A very lightweight carbohydrate (that is a long held tradition in the Peloton) is to take along Ricecakes. They
have a texture much like styrofoam...but they give energy to the body & are as light as air, or nearly so. You
can't go wrong with Rice. I would eat them instead of the Ramen noodles.

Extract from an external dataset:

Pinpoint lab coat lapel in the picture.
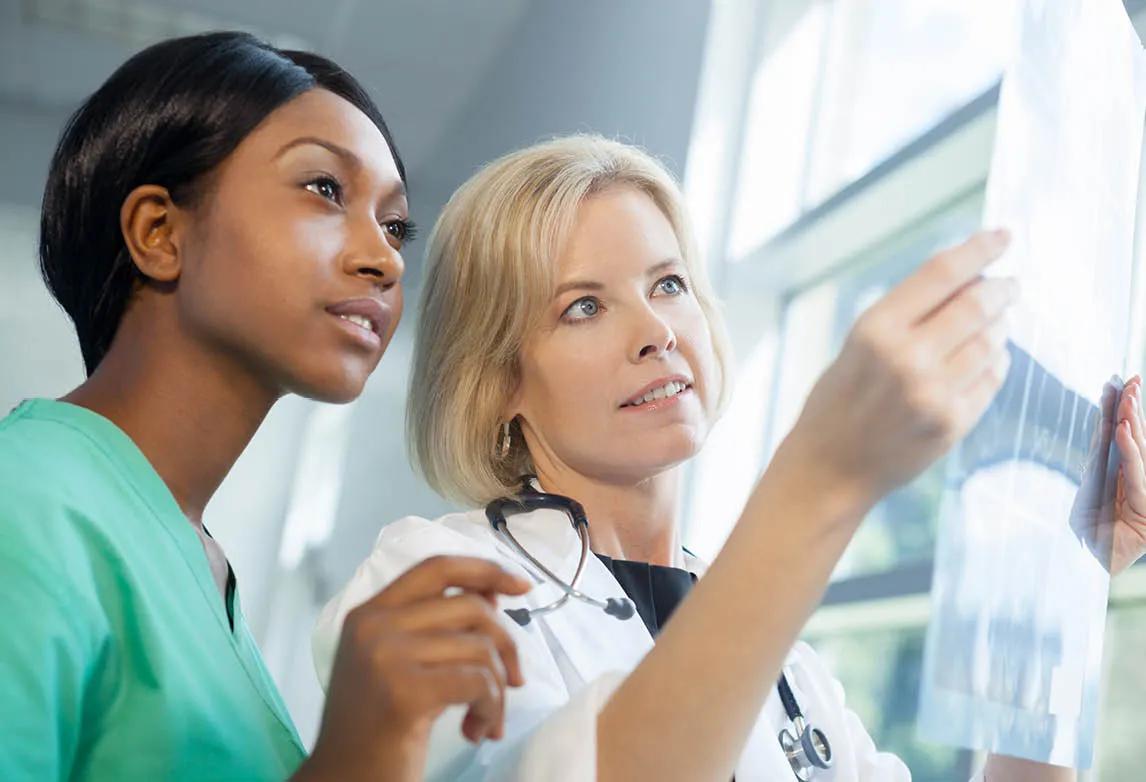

Among the heaviest items will be your water. A pound per pint, roughly. Don't forget a water filter too.

Grim


----------



## txmarine6531 (Nov 18, 2015)

Grim Reality said:


> A very lightweight carbohydrate (that is a long held tradition in the Peloton) is to take along Ricecakes. They
> have a texture much like styrofoam...but they give energy to the body & are as light as air, or nearly so. You
> can't go wrong with Rice. I would eat them instead of the Ramen noodles.
> 
> ...


Rice cakes are good too. They make a bunch of different flavors. I always liked the cinnamon ones.


----------



## Stick (Sep 29, 2014)

Get you some Cold Weather MREs.


----------



## Oddcaliber (Feb 17, 2014)

You could include some Mountain House freeze dried meals. I keep a bunch of them around.


----------



## Illini Warrior (Jan 24, 2015)

lifeboat rations ..... don't know what your intended storage term is - but nuts go stale from the oil content ....


----------



## sideKahr (Oct 15, 2014)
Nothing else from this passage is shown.